Graham Nash’s solo career has hardly been marked by prolificacy. This Path Tonight is only the sixth album he has released under his own name in 45 years. But Nash has not just been spending the rest of his time lounging around in the Californian sun, something that his lifelong passion for photography as a collector, photographer and pioneer of digital imaging will affirm. Running tandem to this tour is a brand new collection of Graham Nash’s photographs entitled My Life Through My Lens which is now showing at Salford Museum & Art Gallery until the 3rd of July 2016.
The second half of this evening’s show begins with ‘Cold Rain’ – a song Graham Nash wrote on the steps of Manchester’s Midland Hotel, just a couple of hundred yards down the road from the Albert Hall – and which finally saw the recorded light of day on CSN, the trio’s 1977 album, a record that he later returns to with his third and final encore ‘Just A Song Before I Go’.

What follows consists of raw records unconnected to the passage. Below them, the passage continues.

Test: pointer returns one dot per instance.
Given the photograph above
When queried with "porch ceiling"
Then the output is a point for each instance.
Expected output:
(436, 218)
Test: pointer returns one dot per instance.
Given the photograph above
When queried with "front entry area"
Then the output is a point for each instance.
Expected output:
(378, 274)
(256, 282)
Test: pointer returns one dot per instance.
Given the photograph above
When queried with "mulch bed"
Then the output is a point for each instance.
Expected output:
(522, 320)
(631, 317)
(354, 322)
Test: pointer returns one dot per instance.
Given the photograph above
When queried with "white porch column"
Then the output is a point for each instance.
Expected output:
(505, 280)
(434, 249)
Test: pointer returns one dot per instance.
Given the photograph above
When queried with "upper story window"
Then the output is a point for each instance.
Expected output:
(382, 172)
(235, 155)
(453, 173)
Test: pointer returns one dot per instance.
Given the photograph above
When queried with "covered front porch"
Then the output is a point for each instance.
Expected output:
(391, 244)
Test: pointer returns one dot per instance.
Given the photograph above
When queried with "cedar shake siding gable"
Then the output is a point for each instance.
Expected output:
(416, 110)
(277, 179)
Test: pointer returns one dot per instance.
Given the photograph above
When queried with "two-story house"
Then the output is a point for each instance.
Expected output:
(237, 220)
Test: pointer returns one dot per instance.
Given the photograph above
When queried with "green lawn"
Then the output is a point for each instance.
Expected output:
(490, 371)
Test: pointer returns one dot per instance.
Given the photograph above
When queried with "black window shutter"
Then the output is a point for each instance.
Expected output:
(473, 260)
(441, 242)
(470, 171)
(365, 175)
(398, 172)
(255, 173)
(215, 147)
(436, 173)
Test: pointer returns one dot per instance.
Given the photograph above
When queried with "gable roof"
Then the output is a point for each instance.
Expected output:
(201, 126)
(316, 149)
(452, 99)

The greatest cheers of the night – and perhaps understandably given their universal appeal – are reserved for ‘Our House’ (which he dedicates here to the song’s inspiration, Joni Mitchell) and the second encore, ‘Teach Your Children’, both of which are recreated as cheerful community sing-alongs. But mention must also be made of the newer material of which ‘Back Home’ is the undoubted highlight. Penned in tribute to Levon Helm – the late, great singer and drummer with The Band – it is a heartfelt and moving reflection upon everyone’s mortality.
And his interpretation of The Beatles’ ‘Blackbird’ – a song that Crosby, Stills and Nash performed at the Woodstock festival in 1969 (before they were joined onstage by Neil Young) – is an absolute delight. It also serves as a joyful reminder of Graham Nash’s longevity. Now 74 years of age, his artistry spans six decades and tonight is a wonderful testament to his life and times.